Dear Alex, For Phaser, it doesn’t matter whether your sequences of a particular type are in one or more files. You can’t mix protein and nucleic acid sequences, but you can concatenate several chains of either protein or nucleic acid in one file. The reason is that Phaser is only using this information to determine the overall composition of the asymmetric unit of your crystal; it is not relating the sequences you provide to the models.
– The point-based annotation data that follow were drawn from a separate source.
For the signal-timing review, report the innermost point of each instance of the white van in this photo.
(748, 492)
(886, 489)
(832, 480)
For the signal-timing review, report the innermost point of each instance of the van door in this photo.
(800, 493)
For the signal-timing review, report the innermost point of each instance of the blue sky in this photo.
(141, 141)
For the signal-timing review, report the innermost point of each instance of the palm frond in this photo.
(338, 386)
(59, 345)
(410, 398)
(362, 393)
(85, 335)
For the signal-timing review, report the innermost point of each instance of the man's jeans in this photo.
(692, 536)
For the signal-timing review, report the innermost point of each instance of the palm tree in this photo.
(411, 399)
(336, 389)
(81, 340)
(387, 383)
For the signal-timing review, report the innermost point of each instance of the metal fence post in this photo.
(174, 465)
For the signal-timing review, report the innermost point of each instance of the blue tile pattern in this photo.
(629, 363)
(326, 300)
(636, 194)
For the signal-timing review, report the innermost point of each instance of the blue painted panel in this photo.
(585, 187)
If you have a sequence file for one chain and you know you should have two, then you can provide that sequence file and simply say that there are two copies in the GUI (or in command-line scripts or Python scripts, if you prefer). I hope that helps! Randy Read ----- Randy J. Read Department of Haematology, University of Cambridge Cambridge Institute for Medical Research Tel: +44 1223 336500 Wellcome Trust/MRC Building Fax: +44 1223 336827 Hills Road E-mail: [email protected] Cambridge CB2 0XY, U.K. www-structmed.cimr.cam.ac.uk
On 8 Jan 2016, at 18:21, Alex Lee
wrote: Dear Phenixbb members,
I am using Phaser MR for solving a homodimer DNA binding protein with dsDNA complex structure. I'd like to use sequence file rather then molecular weight in the component definition of ASU. As there are solved homodimer protein structures (amino acid identity 100%) on PDB, I can download seq file (fasta form) from PDB webpage, but the seq file is only for one protein chain. I also tried online tools like "make sequence from PDB file" (http://swift.cmbi.ru.nl/servers/html/soupir.html), when I put the protein dimer bound to dsDNA pdb into the online tool, the outtput pir sequence file only shows a single protein chain and dna which dose not seems like two strands, rather then just put two 23base dna together for a 46 base length single strand DNA.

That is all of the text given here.